Among her dozens of credits from the era were appearing opposite Lon Chaney Jr. in the Universal horror films House of Frankenstein (1944, left) and The Frozen Ghost (1945) along with the 1952 adventure tale Thief of Damascus.
Like many big-screen actors of the era, she segued to the burgeoning TV world, starting with roles on such shows as Dangerous Assignment and General Electric Theater. Her first series-regular role was starring in CBS radio-transferred comedy Meet Millie in 1952. The show wasn’t a big hit but lasted four seasons and established Verdugo as a small-screen presence. She also played the character on radio for nearly two years starting in 1953.
After guesting on such classic series as The Red Skelton Hour, Route 66 and 77 Sunset Strip, she co-starred on the short-lived 1963 Western Redigo and appeared on The New Phil Silvers Show the following year. She continued to work in TV through the 1960s before landing the role for which she’s best remembered.
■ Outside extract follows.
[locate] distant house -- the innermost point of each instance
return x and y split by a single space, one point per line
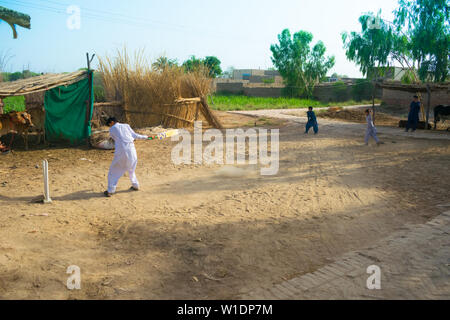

Starring Father Knows Best alum Robert Young, Marcus Welby, M.D., was an out-of-the-box smash, finishing its 1969-70 rookie run in the primetime top 10. The following year, it became the first ABC series to finish a season No. 1 in primetime, shoving aside such classics as Rowan & Martin’s Laugh-In and Gunsmoke. For the series’ entire seven-season run Verdugo played Consuelo Lopez, a nurse and office assistant to Young’s dedicated and kindly Santa Monica general practitioner. The supporting role earned Verdugo back-to-back Emmy noms in 1971 and 1972. The show, also starring James Brolin, ended in 1976 after nearly 170 episodes.
Verdugo was skeptical about the role at first, assuming that ABC wanted a stock Latina character. “They were looking for a Mexican girl,” she told PBS in an interview. “And I said, ‘Forget it! I’m not playing maids and housekeepers.’ You know that was all they were showing.”
Verdugo worked only sporadically after Marcus Welby, with her last acting credit being the 1985 telepic Suburban Beat with Dee Wallace and Shelley Fabares.